The third design feature tailoring refers to the “provision of information relevant to one individual person and can be based on theoretical constructs, behavior, or demographic characteristics” according to the researchers. Researchers found that tailoring based on greater numbers of variables may be more effective than tailoring based on just one variable. In other words, more personalized interventions are better than less personalized interventions similar to the prior two design features discussed.
This design feature was divided into two subtypes: activity planning and self-monitoring. The researchers found that self-management strategies that include behavior change techniques which were grounded in clear theoretical concepts were likely to be more effective.

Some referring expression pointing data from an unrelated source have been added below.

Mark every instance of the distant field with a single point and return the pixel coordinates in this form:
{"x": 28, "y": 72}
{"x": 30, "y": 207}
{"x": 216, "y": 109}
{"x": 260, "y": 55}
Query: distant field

For each design feature the researchers provided a number of useful research questions that other researchers focused on particular design features or companies looking to engage in research and development in order to improve their design can benefit from.
While the review provides useful guidance to innovators and researchers designing e-health interventions, including medical apps, there are a number of limitations to the review. First, the research focuses on a certain type of intervention, so contrary to the title of the article “What Design Features Are Used in Effective e-Health Interventions?” the article actually provides information about a subset of e-health interventions, not all. Clearly, more study is needed on other types of e-health interventions, such as remote patient monitoring or virtual patient visits. Also, the methodology of generating hypothesis from existing literature instead of reviewing the hypothesis used in articles is limiting.
As the researchers note, they were not attempting to test the hypotheses but simply to offer them as a way of explaining how a design feature might impact the outcome of a health intervention. In this same vane, the researchers indicate that “ the hypotheses and framework proposed do not represent all possible interpretations but present one potentially useful perspective.” Thus, more hypotheses could be generated which might lead to different results.
Finally, the researchers were limited by the information that authors of each article provided regarding their intervention design. In fact the researchers stated that the “literature could benefit from more explicit reporting of the development and implementation of interventions and/or the sharing of intervention details.”
In classic fashion the researchers called for more research on how design features affect outcomes of interventions in order to guide individuals designing e-health interventions in the future. Such an approach can eventually lead to best practice approaches to designing e-health interventions of various types. The researchers also make an interesting point that negative research findings in this area should be reported so that design features which do not work can be noted and not repeated in the future.
Similar statements have been made about other areas of health care research. Existing journal publication approaches are not so useful for this type of negative reporting, but perhaps online databases – maintained by institutions or government – could offer such findings to researchers.